Proceedings of International Conference on Hybrid and Organic Photovoltaics (HOPV16)
Publication date: 28th March 2016
This work, for the first time, shows a perovskite with a triple cesium (Cs), methylammonium (MA), formamidinium (FA) cation, to achieve high efficiency perovskite solar cells with power conversion efficiencies (PCEs) close to 21% and stabilized power outputs at 18% under operational conditions over 250 hours (maximum power point tracking under full illumination held at room temperature).
Adding Cs to MA/FA mixtures, which are currently the highest performing compositions, suppresses yellow phase impurities and induces highly uniform perovskite grains extending from electron to hole collecting layer consistent with seed-assisted crystal growth. This is consistent with superior and more repeatable device performances of Cs-containing devices because more uniform grains enable better charge transport explaining the high fill factors reached of up to ~0.80, a value rarely observed even for the highest performances. This composition has the potential to achieve > 21% devices in the future using simple manufacturing improvements.

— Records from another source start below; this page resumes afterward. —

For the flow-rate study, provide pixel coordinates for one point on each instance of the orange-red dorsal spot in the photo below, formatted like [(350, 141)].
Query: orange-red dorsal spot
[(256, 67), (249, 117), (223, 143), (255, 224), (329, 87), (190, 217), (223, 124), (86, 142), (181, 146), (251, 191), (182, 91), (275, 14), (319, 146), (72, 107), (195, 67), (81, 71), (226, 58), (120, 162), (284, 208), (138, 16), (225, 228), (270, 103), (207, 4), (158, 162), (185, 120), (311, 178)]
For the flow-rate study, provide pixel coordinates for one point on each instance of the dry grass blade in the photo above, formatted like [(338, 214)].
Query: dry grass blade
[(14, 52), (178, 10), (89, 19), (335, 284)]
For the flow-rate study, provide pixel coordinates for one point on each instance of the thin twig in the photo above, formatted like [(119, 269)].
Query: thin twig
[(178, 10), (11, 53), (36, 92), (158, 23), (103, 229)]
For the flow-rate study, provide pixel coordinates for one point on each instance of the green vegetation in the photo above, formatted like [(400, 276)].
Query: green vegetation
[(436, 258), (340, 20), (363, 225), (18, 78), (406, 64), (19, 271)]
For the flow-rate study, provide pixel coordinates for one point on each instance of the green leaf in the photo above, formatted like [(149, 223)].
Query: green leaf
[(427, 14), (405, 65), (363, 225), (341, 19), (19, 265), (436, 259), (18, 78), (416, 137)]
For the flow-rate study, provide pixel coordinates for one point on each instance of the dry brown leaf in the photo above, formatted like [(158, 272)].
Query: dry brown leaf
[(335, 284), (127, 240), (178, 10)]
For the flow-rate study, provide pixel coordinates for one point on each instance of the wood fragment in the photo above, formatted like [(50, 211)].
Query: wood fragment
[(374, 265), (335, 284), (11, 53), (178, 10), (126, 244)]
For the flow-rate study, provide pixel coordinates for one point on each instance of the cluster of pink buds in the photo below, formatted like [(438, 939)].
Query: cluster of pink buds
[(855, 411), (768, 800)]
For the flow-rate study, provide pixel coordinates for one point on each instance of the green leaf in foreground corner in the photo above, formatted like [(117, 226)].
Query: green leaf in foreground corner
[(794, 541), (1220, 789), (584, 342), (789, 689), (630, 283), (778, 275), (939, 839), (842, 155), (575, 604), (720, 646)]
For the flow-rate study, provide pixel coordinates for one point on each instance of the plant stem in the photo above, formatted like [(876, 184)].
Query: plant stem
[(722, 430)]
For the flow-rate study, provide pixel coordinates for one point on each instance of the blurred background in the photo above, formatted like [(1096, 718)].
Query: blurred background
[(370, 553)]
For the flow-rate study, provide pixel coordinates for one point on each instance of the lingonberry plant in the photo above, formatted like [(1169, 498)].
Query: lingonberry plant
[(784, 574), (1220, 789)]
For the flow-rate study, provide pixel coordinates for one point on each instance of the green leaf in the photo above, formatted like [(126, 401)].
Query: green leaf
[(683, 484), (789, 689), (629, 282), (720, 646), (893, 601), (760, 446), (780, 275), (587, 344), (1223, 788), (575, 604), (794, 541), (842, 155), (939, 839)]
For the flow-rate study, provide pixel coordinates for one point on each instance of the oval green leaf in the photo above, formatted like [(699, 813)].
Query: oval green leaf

Furthermore, it is shown that MA/FA mixtures are very sensitive to enviromental conditions which could be the reason for the large variability reported by so many groups. The triple cation perovskites are more robust to subtle variations during the fabrication process enabling a breakthrough in terms of reproducibility where PCEs > 20% were reached on a regular basis.
Therefore, triple (or multiple) cation mixtures are a novel compositional strategy on the road to industrialization of perovskite solar cells with better stabilities and repeatable high efficiencies.